Minnesota’s current two-year budget is about $66 billion. So far, neither Qualls’ interviews nor his public comments have spelled out which specific state programs—Medical Assistance, housing assistance, childcare subsidies, or others—would be reduced under his plan. Instead he has stayed at the level of broad categories like “fraud” and “waste,” and believes that his cuts could be managed with “little to no impact.”
The nonprofit behind Qualls’ campaign
There’s also the question of how Qualls handles money when he’s already the one in charge.
Alongside his political work, Qualls leads Take Charge Minnesota, a 501(c)(3) nonprofit that promotes conservative social and economic ideas and produces documentary projects. After a fire damaged its office building in 2024, Take Charge moved into a new Minnetonka workspace that shares a building with the conservative think tank Center of the American Experiment.
Since that move, a compilation of records shows Qualls appearing in what appears to be the same office across a variety of roles.
That overlap matters because of how the law treats charities. Under federal rules, 501(c)(3) organizations are prohibited from directly or indirectly participating in political campaigns or intervening on behalf of or against any candidate for public office. They are not allowed to give a campaign something of value without proper compensation; that includes staff time, equipment, or office space.
Minnesota campaign-finance guidance similarly warns that when a candidate’s committee uses office space provided by a corporation, it must pay “an amount equal to the fair market value” to avoid the space counting as an illegal contribution.
In some YouTube videos, social posts, and interviews, he is introduced as the founder and president of Take Charge, speaking about the nonprofit’s missions and projects, with a Take Charge sign visible in the background.
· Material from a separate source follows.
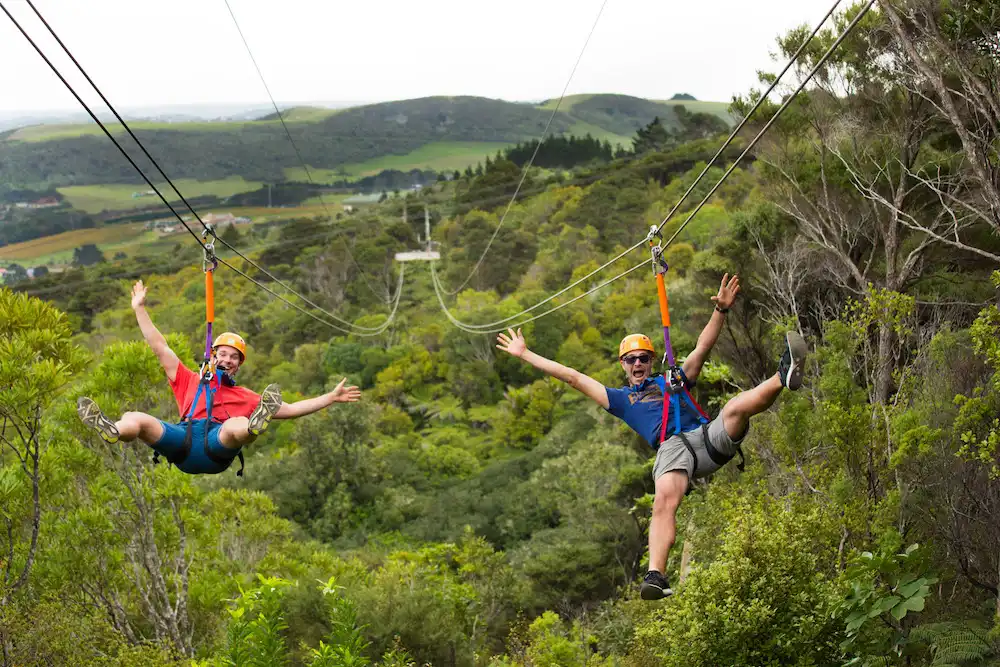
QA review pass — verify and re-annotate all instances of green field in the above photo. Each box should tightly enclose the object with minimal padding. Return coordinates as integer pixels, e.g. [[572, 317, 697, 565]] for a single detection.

In others, including TV and social media clips, he is clearly identified as a candidate for governor, delivering campaign messages or reacting to political news from what appears to be the same office space.
WATCH: Quall’s economic promises amid scrutiny over own campaign finances
Earlier footage from his 2020 and 2022 campaigns shows different backdrops, suggesting the Minnetonka office is tied to Take Charge’s current lease rather than his past political runs. The through-line is that since 2024, nonprofit and campaign content alike appear to originate from the same donor-funded office.
Who is paying Kendall Qualls?
A post on X from Republican state Rep. Elliott Engen (36A) raised further questions about how tightly Qualls’ personal finances are intertwined with his nonprofit. The post accused Qualls of benefitting from “one large donor” who supplemented Take Charge with millions of dollars, “pocket[ing] $300k annually yourself,” and using a “legal workaround to collect a salary for campaigning.”
Additional media attached to the post show lines for officer compensation and total expenses, and underline the fact that Qualls’ day-to-day income and work life run through a tax-exempt organization, even as he seeks the power to reshape the state budget.
For Minnesotans who rely on public programs—whether that’s a parent whose child’s healthcare is tied to Medical Assistance, a senior stretching grocery money with SNAP, or a worker who spends on state services during a rough patch—those struggles are significant. If Qualls wins and follows through on “billions” in cuts, the question is not just whether the state government will be smaller—it’s whose support will get smaller first.